Further, It was only five years ago when Lawrence Lindsey, then-head of the White House's National Economic Council, estimated that the "upper bound" of the cost of going to war with Iraq would be between $100 billion and $200 billion.
Therefore and understandably, most people have difficulty comprehending the scale of $2.4 trillion. To grasp a number that vast in size, one should think of it in these terms: 1-billion seconds equals about 32 years, while 1-trillion seconds equals nearly 300 centuries.
So, if dollars were time, Bush’s war would go on for more than 700 centuries, the equivalent to 72,000 years of combat, death, and violence. To date, after five-plus years of war, we have lost 4,121 soldiers—many of whom where still in their teens or early twenties— at a rate of virtually two per day killed in a senseless act of barbaric hostility.
If the U.S. was at war for 72,000 years, at the current rate of casualties, over the next 700 centuries, George Bush will be directly or indirectly responsible for the pointless deaths of more than 56.4 million young men and women.
The current population of the United Kingdom is 60 million. The present population of Italy is also around 60 million inhabitants. The state of California, according to a 2006 U.S. census, estimates the current populace to reside at around 36 million.
Now, imagine a war that would take the lives of every single individual who lives in Italy or the U.K. A combat mission that is so immense and long-lasting that it would kill off the state of California nearly twice over again.
The above comparisons and analogies might strike a certain cord of hyperbole, but so does the idiotic notion that the people of New Orleans have won a massive welfare lottery as victims vis-à-vis of an enormous natural disaster, yet the proposed government relief is somehow a reprehensible response to people and a city truly in need.
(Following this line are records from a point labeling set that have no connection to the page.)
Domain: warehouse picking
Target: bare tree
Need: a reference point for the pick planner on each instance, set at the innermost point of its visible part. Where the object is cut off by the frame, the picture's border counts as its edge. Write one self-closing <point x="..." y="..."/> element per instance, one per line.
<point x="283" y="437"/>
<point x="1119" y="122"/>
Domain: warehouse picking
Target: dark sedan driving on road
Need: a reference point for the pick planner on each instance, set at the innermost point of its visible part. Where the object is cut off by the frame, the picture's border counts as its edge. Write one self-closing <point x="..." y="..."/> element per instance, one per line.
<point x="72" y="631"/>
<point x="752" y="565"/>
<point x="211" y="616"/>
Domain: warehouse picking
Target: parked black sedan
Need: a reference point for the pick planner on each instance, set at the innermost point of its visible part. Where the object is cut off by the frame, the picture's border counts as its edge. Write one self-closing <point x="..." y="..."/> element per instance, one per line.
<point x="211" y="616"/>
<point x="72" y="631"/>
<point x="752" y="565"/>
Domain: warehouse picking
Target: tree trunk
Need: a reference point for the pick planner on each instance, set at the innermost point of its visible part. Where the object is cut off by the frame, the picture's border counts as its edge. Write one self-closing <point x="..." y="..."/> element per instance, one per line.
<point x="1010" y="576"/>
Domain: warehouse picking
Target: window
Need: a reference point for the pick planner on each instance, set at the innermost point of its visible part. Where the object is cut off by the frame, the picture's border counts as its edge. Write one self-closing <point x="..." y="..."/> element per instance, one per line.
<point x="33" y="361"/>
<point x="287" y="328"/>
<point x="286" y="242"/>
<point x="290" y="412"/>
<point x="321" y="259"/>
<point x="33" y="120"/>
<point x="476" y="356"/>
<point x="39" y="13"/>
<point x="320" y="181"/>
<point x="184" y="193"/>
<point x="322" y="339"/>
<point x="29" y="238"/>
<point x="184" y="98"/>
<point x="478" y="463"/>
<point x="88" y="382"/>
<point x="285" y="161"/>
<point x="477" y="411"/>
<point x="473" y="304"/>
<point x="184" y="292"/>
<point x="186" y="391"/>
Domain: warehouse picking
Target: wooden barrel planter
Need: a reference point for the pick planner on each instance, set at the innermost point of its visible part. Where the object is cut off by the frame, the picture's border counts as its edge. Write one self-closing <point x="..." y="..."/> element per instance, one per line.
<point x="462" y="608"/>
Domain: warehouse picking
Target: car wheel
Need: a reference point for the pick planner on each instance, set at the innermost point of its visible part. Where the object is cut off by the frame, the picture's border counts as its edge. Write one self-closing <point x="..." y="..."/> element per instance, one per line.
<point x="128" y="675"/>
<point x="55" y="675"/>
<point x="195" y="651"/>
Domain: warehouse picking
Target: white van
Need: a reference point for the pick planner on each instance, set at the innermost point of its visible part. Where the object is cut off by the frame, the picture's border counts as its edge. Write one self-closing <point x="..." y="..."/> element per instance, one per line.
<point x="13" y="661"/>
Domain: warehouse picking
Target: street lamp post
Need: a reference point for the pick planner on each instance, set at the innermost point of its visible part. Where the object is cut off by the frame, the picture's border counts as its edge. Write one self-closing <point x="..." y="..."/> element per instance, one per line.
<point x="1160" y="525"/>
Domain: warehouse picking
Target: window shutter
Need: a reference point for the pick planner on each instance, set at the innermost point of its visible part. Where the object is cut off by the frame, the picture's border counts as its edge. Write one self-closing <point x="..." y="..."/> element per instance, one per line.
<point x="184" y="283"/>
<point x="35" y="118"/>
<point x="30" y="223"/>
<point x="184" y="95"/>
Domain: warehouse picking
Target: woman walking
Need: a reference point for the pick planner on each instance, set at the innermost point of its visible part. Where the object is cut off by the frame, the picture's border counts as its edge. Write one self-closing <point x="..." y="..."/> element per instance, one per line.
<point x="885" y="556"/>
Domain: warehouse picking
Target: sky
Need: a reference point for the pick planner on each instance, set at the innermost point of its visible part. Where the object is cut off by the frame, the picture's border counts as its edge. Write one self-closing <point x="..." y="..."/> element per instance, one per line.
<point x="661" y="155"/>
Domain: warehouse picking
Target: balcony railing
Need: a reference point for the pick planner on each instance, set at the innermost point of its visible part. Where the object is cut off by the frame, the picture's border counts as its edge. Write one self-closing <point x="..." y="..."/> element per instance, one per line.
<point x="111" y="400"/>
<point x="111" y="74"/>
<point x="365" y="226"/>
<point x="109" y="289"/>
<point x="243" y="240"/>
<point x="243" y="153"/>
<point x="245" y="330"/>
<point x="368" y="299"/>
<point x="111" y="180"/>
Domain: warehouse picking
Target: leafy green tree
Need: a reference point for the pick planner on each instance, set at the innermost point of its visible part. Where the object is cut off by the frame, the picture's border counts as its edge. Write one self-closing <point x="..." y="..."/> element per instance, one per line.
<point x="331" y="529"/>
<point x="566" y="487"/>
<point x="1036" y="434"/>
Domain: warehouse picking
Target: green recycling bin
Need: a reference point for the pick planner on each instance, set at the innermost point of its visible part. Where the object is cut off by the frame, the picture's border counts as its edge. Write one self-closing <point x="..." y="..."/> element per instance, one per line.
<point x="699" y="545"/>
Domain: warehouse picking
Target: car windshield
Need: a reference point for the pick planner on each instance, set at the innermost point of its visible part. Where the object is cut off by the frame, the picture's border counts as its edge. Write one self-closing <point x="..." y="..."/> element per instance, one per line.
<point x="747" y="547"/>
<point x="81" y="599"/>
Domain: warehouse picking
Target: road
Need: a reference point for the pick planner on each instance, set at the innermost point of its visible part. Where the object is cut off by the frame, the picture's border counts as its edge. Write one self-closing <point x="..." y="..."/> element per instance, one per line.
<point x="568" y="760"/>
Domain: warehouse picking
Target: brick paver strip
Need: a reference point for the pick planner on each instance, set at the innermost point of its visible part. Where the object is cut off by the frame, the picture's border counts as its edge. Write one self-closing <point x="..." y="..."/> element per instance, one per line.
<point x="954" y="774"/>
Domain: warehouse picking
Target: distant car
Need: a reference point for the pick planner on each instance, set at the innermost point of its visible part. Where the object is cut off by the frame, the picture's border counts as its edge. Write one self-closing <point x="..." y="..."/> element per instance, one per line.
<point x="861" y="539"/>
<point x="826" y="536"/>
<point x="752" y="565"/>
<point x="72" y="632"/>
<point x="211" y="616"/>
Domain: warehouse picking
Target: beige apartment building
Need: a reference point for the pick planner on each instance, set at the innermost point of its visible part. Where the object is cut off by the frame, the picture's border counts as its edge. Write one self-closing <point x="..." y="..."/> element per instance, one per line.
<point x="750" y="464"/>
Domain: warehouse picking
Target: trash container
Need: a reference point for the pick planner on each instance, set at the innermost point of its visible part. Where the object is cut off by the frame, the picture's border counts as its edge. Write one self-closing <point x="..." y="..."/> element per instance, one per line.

The immeasurable, oppressive expenditure of Bush’s wars is a growing and substantial danger to the future financial security of our nation that now measures into the trillions of dollars. They are also acts of unconscionable bloodshed conjured up by sadistic war profiteers through ginned-up intelligence in order to line the coffers of corporate welfare recipients; beneficiaries of obscene private profits and grotesque public losses—both in blood and treasure.
Iraq is Bush's madness and Bush's infamy, but we are the ones who will pay for it, and the next 2,400 generations of Americans that will follow us. Then again, when former White House Press Secretary, the late Tony Snow, was asked on the grisly anniversary that marked the 2,000th soldier killed in Iraq, in October of 2005, he coldly replied, “It’s just a number.”